I alluded to the fact that Geri has some "tics." I sometimes call them "-isms", because some of them seem to be "blindisms" or "adoptedisms", but they boil down to uncontrolled, repetitive behaviors that she has a hard time reigning in. I suspect lots of adopted kids, who have suffered neglect or trauma, have some of these types of behaviors, and I know for a fact that a lot of blind or otherwise disabled kids have them, too. That's without throwing the Autism spectrum into the equation, which is characterized, in part, by the tics.
I wanted to share our experiences with Geri's tics because I think it does two things - 1) gives people in our circle of life a platform for understanding our daughter, so they don't think she's nuts or having a seizure or something and 2) gives a bit more info to people who might be dealing with something similar, as I can share what we have found that works for her and possible interpretations. There's a lot more to these behaviors than meets the eye.
When Geri came home, she had some tics. Over time, with lots of sensory input and PT and sensory therapy and brushies and squishees and redirection from us, that stuff subsided a great deal. However, following her cornea transplant, a lot of it has come back. We've seen this before, actually, that a change in her vision leads quickly to an uptick in tics. This time, it's been fairly marked and dramatic.
She has started rocking again. No, not blasting White Snake in her room late at night. It's more like she's throwing herself against her seat for the sensation of smacking into it. She hits herself in the head. She squeals and shrieks. She pulls at her clothing, flails her arms and contorts. She pulls at her tongue and lips. Shoves both hands into her mouth. Honestly, it can look pretty fricking weird. I suspect that people who see this think she's either possessed or massively autistic/retarded. Maybe they think she's psycho.
Then they think I'm psycho, because my response is to tell her to go pick up my bag and bring it to me. Then I tell her to put it back. Then I ask her to bring it to me again. Then I hand her something to throw in the garbage. Or I throw out something random like "Say 'mommy, I'm hungry.'" and proceed to give her crackers.
Here's what we've figured out about these fits. First, there's always a trigger. It's almost never totally random or out of nowhere. It may look that way, but that's until you decode it. When she's messing with her mouth, it's because she's hungry. Sometimes, when she starts rocking in her seat it's because she wants to get down. Much of the time, it's linked to overstimulation. There's too much input, often visual input, for her to process. Many times, it's linked to a specific frustration, like being told "no" or that she can't have or do something she wants. It's her way of throwing a fit, the equivalent of laying on the floor and screaming and kicking her feet. It just looks a hell of a lot more bizarre.

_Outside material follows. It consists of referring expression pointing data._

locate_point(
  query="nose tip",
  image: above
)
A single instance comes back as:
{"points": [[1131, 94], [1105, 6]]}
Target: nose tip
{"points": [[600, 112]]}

Geri's sensory system is, to say the least, ill equipped for the world in which she lives. She started off at a deficit, because of her blindness, and then she was severely understimulated in the orphanage. We also suspect that she was quickly moved from almost zero stimulation in the infant room to the highly stimulating environment of six or seven toddlers running around in the toddler room at about the age of three. So after three years of nothing, she got tossed right into the deep end. Blind. She has every right to have a sensory processing deficit, honestly.
Which is where carrying my diaper bag around comes in. There are lots of ways to deal with a sensory problem, depending on the nature of the problem itself, and "heavy work" is a good one. Moving, lifting, carrying, pulling or pushing something heavy provides tons of proprioceptive input that stabilizes and calms the sensory system. It releases endorphins, which give a kick of feel-good to the brain, and gets some of that energy worked off. When she is spun up, it's the best possible response. It also calms and focuses her almost immediately to be given a simple, easy-to-understand task. When she's feeling loopy, it seems to ground her and give her a sense of purpose that settles her mind to be given something to do. I kid you not, telling her to throw something away for me can end a fit instantly.
And, to be honest, I'm already seeing the tics begin to subside. If we were consistently using brushies and squishies it might be moving faster, although I somewhat doubt that. She doesn't respond to the brushies and squishies as if they are helpful. One of her therapists told me that, in the world of sensory integration, you can tell if you are doing what your child needs because they respond happily. "If she's smiling, you are giving her exactly what she needed." When I brush her, she just seems to tolerate it. But as soon as I hand her something heavy and tell her where to take it, she grins from ear to ear.
So, if you see us out and about and I'm pulling all the chairs out from the table and making her push them back in, there's a reason. And it's not just because I'm some sadist who likes to give her child a Sysiphean task.